弁護士さんは少し微笑むと机からノートとペンを取り出し付箋のついたファイルを重そうに出すと、何か探すようにページを開きました。

 

そういうわけではないんですが、もう一度離婚した場合の所を詳しくお聞きしたいのと、この先どういう判断をしてどう進めばいいのかアドバイスいただけるならお聞きしたいなと思いまして。

 

離婚されたい意思があると理解していいんですか?

 

いや・・。まだ実は、離婚はしたくないと思っているんですが…。

 

私は、少し遠慮気味に今の現状と今の気持ちを説明しました。そして、女への慰謝料請求は、現段階では考えていないと言う事も。

 

なるほど・・・。そうですね。離婚は、双方が同意している場合と、どちらかが拒否している場合で

流れは変わってきます。

 

その後は、養育費の件、親権の件、財産分与の件など事細かく説明してくれました。

結婚する時は、お互いの同意だけで進んだものも、離婚となるとすべてが完結するまでには膨大なエネルギーが必要なんだと、分かっているつもりでしたが改めて思い知らされました。

 

それとね。調停から入る場合ですが、調停っていうのも色々あるんですよ。調停は、夫婦間で話し合えない事項を第3者の調停員を入れて話合う事でね。

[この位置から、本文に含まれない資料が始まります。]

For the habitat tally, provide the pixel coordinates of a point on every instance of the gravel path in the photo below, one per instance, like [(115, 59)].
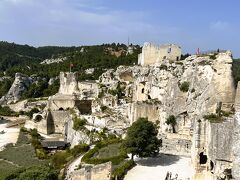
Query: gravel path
[(157, 168), (10, 135)]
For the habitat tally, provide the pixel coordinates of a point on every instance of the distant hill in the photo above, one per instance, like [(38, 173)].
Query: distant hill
[(26, 59)]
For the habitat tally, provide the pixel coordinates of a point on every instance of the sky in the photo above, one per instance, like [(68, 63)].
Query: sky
[(192, 24)]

みなさん離婚調停をまず思い浮かべると思うんですけど、さやさんのように本当は、離婚したくないけどという場合だと「夫婦円満調停」をするっていう方法もあるんだけどね・・。

 

ふうふえんまんちょうていですか??

無知な私は、初めて聞いた言葉でした。

 

そうそう。離婚調停は、離婚にむけて話し合われて、夫婦円満調停は、これから崩れた関係を調停を通して立て直しするといいますか。もう一度やり直すための調停でね。

全く最終的な目的が違うんだよね。

 

一瞬表情を変えた私を弁護士さんは見逃しませんでした。

 

でもなーーー。

 

弁護士さんは、ペンを机に置くと、手を頭の後ろに組んで、椅子をすこしまわしながら天井をみました。

 

夫婦円満調停はね。実際、そうあんまりメリットが見えないんだよね。私の事務所でも年に数件あるかないかの案件でね。調停自体肝心の旦那さんが来なかったら、進まないしねーー。

うーん。どうかなー。

まぁ。いずれにしても、調停に進むなら、別居をお勧めします。

 

別居ですか・・。

 

そうですね。やはり同居していると、調停員を介して話しあわれた事も顔を合わせてしまうと家でその話を延長させてしまって、せっかくいい方向で進んだことも壊してしまう事が多々あるんですよ。

別居期間の婚姻費用請求もできると思いますので、その辺は私に任せてください。

 

はい・・・。わかりました。

 

別居・・・。考えた事もありませんでしたが、今の私たちにはそういう選択肢をもって考える時間も必要なのかもしれません。

 

その夜、錦戸君から1通のメールが来ました。

 

夜分遅くにすみません。夫さんがどういう考えを示したとしても、最終的にはさやさんの気持ちを優先させればいいと思います。Xデーの時に、話をすると思いますけど、その場でさやさんの考えを話す必要はないかと思います。さやさんは、夫さんの考えを聞いたうえで、その場で判断せずもう一度よく考えてから、答えを出しましょう。向うは、不意打ちでしょうから、なかばパニックのようなものです。その言葉をその場で真に受ける必要はないかと。